Por otro lado, se cree que la asociación entre delito y gobierno ocurre sólo en el ámbito policiaco, pero la verdad es otra. Aunque existen servidores públicos honestos, la corrupción es rampante también en los poderes judiciales: ministerios públicos, peritos, jueces y magistrados.
Cuántas campañas políticas han sido y están siendo financiadas por los campeones del delito, cuántos servidores públicos se han enriquecido repentinamente a la vista de todos. Además basta con revisar los expedientes del pasado inmediato para ver con pesar que las Fuerzas Armadas no son la excepción, como tampoco lo son el ámbito deportivo, el comercio o los grandes inversionistas extranjeros.
En todo lo anterior hay razones suficientes para estremecerse. Vivimos en un Estado acosado por el delito, la impunidad, la corrupción y la inacción social a pesar de las ya muchas marchas que estamos presenciando.
El Ejército, a los cuarteles
Existen antecedentes en los países desarrollados de la participación de sus ejércitos en conflictos internos y sus lamentables consecuencias. Cuando sus gobiernos advirtieron esto, inmediatamente se produjo la desmilitarización, lo que implicó que se separara a la policía y al ejército o que se creara un cuerpo policial que se encargara de los conflictos internos. Ellos han eliminado ese factor de irritación que era el servicio militar obligatorio; nosotros lo sostenemos, sin razón alguna, como emblema de vergüenza.
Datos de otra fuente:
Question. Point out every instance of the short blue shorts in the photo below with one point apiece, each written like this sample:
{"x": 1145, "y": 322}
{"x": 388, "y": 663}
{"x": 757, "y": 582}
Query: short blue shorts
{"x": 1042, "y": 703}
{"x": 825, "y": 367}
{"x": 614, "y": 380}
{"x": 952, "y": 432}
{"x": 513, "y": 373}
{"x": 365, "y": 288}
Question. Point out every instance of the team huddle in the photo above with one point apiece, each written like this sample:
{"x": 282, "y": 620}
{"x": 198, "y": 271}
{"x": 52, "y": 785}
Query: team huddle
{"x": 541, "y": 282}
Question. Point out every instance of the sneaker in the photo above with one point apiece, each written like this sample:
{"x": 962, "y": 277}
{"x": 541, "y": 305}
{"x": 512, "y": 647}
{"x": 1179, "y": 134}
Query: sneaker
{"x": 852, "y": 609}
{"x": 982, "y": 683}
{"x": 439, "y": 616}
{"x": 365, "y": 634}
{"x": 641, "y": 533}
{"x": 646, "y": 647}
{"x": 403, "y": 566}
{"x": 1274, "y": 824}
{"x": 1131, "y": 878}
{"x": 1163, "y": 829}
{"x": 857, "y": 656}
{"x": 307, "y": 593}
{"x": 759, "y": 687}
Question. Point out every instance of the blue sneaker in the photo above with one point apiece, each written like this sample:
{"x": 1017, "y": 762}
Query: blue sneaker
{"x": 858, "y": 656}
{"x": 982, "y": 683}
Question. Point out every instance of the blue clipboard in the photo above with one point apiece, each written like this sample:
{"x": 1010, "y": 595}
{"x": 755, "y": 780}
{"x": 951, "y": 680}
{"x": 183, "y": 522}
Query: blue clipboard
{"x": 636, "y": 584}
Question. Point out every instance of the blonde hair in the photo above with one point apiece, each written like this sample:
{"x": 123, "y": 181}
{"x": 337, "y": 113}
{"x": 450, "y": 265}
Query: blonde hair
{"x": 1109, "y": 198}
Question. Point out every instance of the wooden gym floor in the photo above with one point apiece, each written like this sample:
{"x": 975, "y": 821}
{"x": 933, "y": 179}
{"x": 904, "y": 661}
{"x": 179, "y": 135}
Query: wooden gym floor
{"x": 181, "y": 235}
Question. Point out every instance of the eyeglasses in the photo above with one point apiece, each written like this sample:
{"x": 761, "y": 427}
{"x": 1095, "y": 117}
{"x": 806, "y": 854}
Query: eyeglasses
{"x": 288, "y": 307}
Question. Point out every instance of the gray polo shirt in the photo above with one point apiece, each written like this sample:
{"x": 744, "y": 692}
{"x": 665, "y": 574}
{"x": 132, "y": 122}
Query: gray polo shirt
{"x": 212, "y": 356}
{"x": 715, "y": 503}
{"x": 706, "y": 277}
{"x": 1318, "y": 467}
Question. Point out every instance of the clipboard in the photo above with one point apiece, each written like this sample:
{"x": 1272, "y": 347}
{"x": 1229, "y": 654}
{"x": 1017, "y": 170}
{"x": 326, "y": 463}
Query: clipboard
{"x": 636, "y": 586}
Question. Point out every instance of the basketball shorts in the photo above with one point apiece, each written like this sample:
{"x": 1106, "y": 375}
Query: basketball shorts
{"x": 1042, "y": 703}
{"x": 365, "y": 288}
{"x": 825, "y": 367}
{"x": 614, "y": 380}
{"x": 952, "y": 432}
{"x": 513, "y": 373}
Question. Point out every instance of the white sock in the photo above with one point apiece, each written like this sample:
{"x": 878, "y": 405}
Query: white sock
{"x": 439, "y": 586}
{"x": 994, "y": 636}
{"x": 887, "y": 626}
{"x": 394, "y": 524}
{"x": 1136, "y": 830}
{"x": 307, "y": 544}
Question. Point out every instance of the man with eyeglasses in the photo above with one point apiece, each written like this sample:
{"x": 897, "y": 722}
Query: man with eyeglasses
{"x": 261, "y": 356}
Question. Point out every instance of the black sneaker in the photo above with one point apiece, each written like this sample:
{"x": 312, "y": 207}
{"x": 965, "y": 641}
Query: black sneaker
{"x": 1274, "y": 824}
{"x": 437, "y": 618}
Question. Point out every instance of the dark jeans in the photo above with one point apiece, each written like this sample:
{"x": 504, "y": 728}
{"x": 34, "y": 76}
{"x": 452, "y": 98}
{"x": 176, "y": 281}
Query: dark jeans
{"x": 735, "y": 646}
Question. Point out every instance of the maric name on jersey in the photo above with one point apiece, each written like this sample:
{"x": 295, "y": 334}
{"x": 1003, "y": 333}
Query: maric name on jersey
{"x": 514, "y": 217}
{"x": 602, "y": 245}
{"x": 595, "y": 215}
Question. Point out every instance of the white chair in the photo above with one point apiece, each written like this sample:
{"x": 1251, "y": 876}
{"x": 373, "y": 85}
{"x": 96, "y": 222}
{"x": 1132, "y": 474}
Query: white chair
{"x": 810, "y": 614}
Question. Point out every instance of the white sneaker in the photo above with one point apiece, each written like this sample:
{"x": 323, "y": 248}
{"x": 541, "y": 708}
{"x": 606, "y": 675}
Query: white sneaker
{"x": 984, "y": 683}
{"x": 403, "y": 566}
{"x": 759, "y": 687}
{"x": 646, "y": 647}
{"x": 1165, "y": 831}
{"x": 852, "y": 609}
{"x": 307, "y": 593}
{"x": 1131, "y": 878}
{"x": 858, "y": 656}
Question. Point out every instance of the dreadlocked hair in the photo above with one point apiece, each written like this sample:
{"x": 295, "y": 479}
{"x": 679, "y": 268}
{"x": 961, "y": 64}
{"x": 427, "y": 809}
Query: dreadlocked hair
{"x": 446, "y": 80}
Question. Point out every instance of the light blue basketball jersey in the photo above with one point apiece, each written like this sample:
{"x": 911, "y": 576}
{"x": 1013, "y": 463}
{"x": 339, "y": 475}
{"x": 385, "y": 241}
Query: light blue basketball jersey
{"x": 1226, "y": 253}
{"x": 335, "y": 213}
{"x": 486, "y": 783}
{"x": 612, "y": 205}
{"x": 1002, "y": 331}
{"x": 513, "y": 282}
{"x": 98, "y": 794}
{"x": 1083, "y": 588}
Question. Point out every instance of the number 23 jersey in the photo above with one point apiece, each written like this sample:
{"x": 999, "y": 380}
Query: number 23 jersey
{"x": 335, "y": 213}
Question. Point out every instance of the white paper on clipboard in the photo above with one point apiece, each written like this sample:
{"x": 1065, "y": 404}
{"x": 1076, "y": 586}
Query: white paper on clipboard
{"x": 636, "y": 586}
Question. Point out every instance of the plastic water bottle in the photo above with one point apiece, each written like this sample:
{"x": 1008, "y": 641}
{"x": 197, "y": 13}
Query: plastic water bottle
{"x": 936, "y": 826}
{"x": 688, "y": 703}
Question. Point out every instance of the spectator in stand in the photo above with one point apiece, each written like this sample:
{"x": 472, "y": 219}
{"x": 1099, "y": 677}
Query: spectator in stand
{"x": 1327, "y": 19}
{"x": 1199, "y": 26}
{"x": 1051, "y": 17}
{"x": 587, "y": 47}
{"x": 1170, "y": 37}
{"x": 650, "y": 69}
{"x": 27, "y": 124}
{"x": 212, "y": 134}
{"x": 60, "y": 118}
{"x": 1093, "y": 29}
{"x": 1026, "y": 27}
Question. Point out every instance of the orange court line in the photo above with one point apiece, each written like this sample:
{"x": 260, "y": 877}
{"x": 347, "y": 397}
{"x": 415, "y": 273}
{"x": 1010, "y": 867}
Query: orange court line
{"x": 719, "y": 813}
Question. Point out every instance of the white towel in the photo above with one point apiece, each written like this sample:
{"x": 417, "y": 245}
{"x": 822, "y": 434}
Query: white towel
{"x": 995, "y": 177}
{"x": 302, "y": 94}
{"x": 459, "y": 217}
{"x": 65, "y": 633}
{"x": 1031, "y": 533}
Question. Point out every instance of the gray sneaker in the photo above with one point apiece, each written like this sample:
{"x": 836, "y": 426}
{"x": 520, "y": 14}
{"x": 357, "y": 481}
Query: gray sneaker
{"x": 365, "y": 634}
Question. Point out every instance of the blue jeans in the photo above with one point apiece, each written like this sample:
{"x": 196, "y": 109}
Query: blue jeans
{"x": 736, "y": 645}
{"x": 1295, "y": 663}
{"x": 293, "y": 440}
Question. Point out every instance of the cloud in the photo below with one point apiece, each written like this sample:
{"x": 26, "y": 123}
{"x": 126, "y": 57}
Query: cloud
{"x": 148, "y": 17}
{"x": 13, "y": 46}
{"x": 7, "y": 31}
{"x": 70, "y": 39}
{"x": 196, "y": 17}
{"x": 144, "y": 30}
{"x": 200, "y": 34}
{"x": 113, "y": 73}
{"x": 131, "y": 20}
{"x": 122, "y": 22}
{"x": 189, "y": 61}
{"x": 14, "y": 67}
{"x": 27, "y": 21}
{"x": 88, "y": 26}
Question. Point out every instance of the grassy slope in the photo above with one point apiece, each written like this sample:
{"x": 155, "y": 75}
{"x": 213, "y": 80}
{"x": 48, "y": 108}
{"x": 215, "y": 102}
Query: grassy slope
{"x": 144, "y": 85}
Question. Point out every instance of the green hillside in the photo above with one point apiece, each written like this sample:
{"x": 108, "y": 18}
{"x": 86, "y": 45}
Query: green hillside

Ahora mismo en varios países existen importantes amenazas de naturaleza no militar: migraciones masivas, desplazamientos y asentamientos de refugiados, integrismos religiosos, violaciones de los derechos humanos, atentados contra el medio ambiente. Ante eso… la regla a nivel mundial ha sido preservar a las Fuerzas Armadas de intervenir en ellas todo lo posible. En su sustitución se han activado programas muy exitosos de desarrollo de variados cuerpos policiacos, así como de organización social, como son los programas de protección civil.
En efecto, las Fuerzas Armadas no pueden seguir desempeñando funciones policiacas. Todo lo contrario, no sólo debe retirárseles, sino también reivindicárseles. Dar un paso adelante, por muchos años demorado, para al fin optar por una institución moderna, eficiente y respetable.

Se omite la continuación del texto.